[Vicky - The Biography of Victoria C. Woodhull | M. M. Marberry]
Les péripéties de la cause du suffrage féminin aux États-Unis furent aventureuses.
Dans ce contexte, j'ai appris le nom de Victoria Woodhull par l'essai de Reay Tannahill,
Sex in History, qui le mentionne dans un chapitre intitulé de façon suggestive : « Avec de tels alliés... », pour indiquer combien, en dépit de leurs meilleures intentions,
The Woodhull et sa sœur Tennesse desservirent la lutte qu'elles avaient embrassée avec ferveur, parmi d'autres.
Pourtant Vicky et Tenny nées Claflin, dont je crois qu'elles ne sont aujourd'hui guère connues sauf des spécialistes, jouissant d'une popularité médiatique de presque soixante-dix ans qui n'est donc comparable qu'avec celle de Winston Churchill, sur les deux rives de l'Atlantique, qui plus est, n'eurent sans doute de plus grande – et aveugle – ambition de leur vie que de faire parler d'elles dans la presse, et si « parfois elle[s] fu[ren]t à même d'utiliser les journaux pour promouvoir leurs opinions ou pour se défendre, elle[s] fu[ren]t d'habitude utilisée[s] par eux parce qu'elle[s] étai[en]t [des] spécimen[s] pittoresque[s]. » (p. 322).
Pittoresques et romanesques, si le célèbre Henry James, du vivant de Victoria et pendant qu'elle faisait tout pour faire oublier sa réputation, s'en inspira très fortement pour incarner l'héroïne de sa nouvelle
Le Siège de Londres (1883), et je soupçonne Romain Gary aussi d'en avoir tiré plusieurs idées pour sa
Lady L. …
Filles (dans une fratrie de dix furies perpétuellement litigieuses, vivant toujours ensemble et aux crochets de Victoria) d'un charlatan qui serait aujourd'hui arrêté pour exercice illégal de la médecine et d'une voyante, ces deux adeptes du spiritisme et du mesmérisme, Victoria Woodhull et Tennesse, firent commencer leur histoire publique au début de la décennie 1870, en tant que toutes première femmes agents de bourse new-yorkaises – aujourd'hui on dirait 'traders' – spéculant avec une belle petite fortune mystérieusement acquise. Aussitôt, elles fondèrent un hebdomadaire, et Victoria, qui fut considérée comme la meilleure oratrice de son temps - inspirée par l'âme de Démosthène, écrivit-on aussi -, mis à part son charme hypnotique, s'investit outre que dans la rédaction d'articles (ou bien peut-être n'étaient-ils pas d'elle?), dans des tournées de conférences de nature politique visant aux réformes et au progrès de la société, notamment par l'émancipation féminine (et le suffrage), mais aussi par l'amour libre et d'autres thématiques que nous pourrions qualifier d'anarchistes. Un moment proche de l'Internationale puis aussitôt radiée, Victoria fit le point d'orgue de sa carrière de « politicien en jupon » de ses cinq candidatures à la présidence des États-Unis, entre 1872 (premier candidat femme) et 1892, persévérance vicennale qui fut invariablement récompensée par un score constant de zéro voix...

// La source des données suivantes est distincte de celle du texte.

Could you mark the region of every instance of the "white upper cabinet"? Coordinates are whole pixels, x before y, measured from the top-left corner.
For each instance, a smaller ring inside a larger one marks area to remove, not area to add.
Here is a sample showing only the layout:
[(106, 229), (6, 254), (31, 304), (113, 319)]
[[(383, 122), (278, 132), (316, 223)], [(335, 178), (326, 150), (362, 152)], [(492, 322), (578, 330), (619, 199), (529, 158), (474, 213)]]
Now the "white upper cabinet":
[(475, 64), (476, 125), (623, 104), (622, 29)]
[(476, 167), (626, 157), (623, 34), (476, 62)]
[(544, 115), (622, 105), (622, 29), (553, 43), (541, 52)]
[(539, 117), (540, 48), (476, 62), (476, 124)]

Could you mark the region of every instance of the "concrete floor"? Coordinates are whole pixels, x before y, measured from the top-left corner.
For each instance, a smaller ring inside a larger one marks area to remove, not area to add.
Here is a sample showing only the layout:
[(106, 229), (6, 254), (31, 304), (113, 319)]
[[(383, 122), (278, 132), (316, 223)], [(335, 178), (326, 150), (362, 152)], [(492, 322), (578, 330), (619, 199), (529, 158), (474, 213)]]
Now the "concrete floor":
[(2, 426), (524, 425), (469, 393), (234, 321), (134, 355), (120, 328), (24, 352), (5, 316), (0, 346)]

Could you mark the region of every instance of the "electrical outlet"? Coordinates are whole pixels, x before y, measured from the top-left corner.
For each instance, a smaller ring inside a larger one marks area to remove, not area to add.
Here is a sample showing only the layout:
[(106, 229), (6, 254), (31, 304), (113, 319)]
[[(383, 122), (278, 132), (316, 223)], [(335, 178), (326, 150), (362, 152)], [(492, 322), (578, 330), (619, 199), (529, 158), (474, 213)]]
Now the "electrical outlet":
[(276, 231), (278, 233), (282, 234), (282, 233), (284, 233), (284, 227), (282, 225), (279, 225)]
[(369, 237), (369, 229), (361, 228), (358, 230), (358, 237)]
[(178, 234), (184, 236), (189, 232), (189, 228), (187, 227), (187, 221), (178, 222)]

À une époque où la morale puritaine considérait comme un opprobre le port du rouge à lèvres et comme pornographique un journal qui dénonçait le libertinage d'un homme d'église, où enfin le meilleur argument juridique consistait dans une référence textuelle aux Écritures, Victoria fut plusieurs fois traînée en prison, mais il est évident qu'elle sut user de cette publicité, tout comme sans doute du chantage, de la calomnie, de la séduction voire d'autres pratiques de manipulation, pour garder le devant de la scène et accessoirement pour s'assurer un train de vie flamboyant, pour elle-même et son clan familial qui comprenait sous le même toit, outre ses ascendants, descendants et nombreuse fratrie assortie de conjoints, jusque son premier mari drogué, cohabitant avec son futur ex-mari (colonel au grade usurpé) et quelques amants plus ou moins occasionnels. Les scandales financiers et de mœurs, les procès et les arrestations étaient logiquement son pain quotidien.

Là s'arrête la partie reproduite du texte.